Sometimes a test does not run in a build for a variety of reasons, which leaves its status as "n/a". In this case, even though a test may have regressed, it will not be listed as a regression. An example can be seen here
Other times, a bad baseline is used, which can hide errors. For example, let's say a release is tested (the desired baseline), and then a release candidate is pushed and tested, and then a very small change is made to the release candidate and it is pushed once more. Any failures introduced in the initial RC will not be shown in the subsequent RC, because it will use the previous build as a baseline, rather than the previous release.
To improve this situation, a test should be able to say "failing for N builds", so that it can be evaluated accordingly.

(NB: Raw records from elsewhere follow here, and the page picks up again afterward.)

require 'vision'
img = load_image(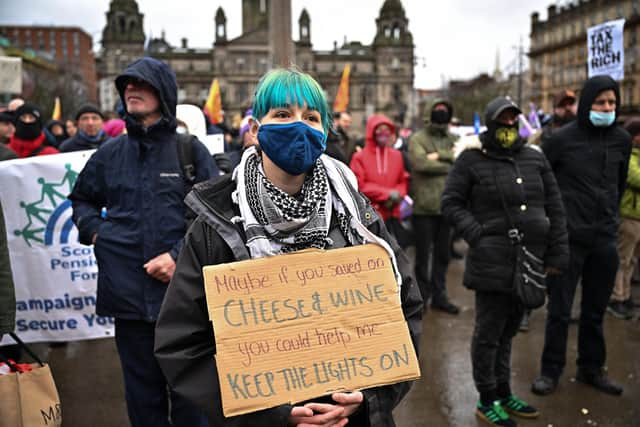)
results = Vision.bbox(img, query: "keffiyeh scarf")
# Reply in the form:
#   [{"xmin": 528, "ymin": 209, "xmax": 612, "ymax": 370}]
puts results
[{"xmin": 232, "ymin": 147, "xmax": 401, "ymax": 286}]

Lastly, some tests intermittently fail. This could be detected by looking through the individual test history of a failing test and determining if it is frequently failing and then passing again.
Then, failing tests could clearly show:
- New regression (i.e. this test was passing and it has now failed for the first time)
- Failing for N builds/Y days (i.e. this test has been failing for some period of time)
- Failing Intermittently (i.e. this test sometimes fails, and sometimes passes)
- Never passed
This mirrors the analysis that we currently do manually on all failures reported in qa-reports.